That intestinal toxaemia due to stasis has a very important influence in producing disease cannot be doubted, and Sir Arbuthnot Lane[126] has brought this prominently to our notice; while clothing in modern language the old ideas of the primae viae he recalls to our memory Abernethy’s[127] panacea for many ills of the flesh, namely a blue pill at night followed by a mixture of gentian and senna in the morning.

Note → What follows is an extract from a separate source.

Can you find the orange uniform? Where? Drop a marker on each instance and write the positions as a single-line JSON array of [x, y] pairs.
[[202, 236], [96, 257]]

Among his collaborators Mr. Ernest Clarke[128] has insisted on the premature ageing of persons with intestinal stasis. From the analogy of syphilis, alcoholism, and other intoxications, which may produce degenerative changes simulating those found in old age, the hypothesis of intestinal toxaemia gains a certain amount of support, and it may not be so easy to exclude the agency of intestinal toxaemia as in the case of syphilis and some intoxications. But intestinal toxaemia may, as far as can be judged, be absent in healthy old age, and conversely be present in early life without causing the phenomena of old age. Further objections have been raised:—why should intestinal toxins be harmless for 40 or 50 years and then exert such a serious influence? why should women who are more subject than men to constipation be more long-lived; and that in constipated persons the faeces, as shown by Schmidt and Strasburger, contain fewer living bacteria than in health.[129]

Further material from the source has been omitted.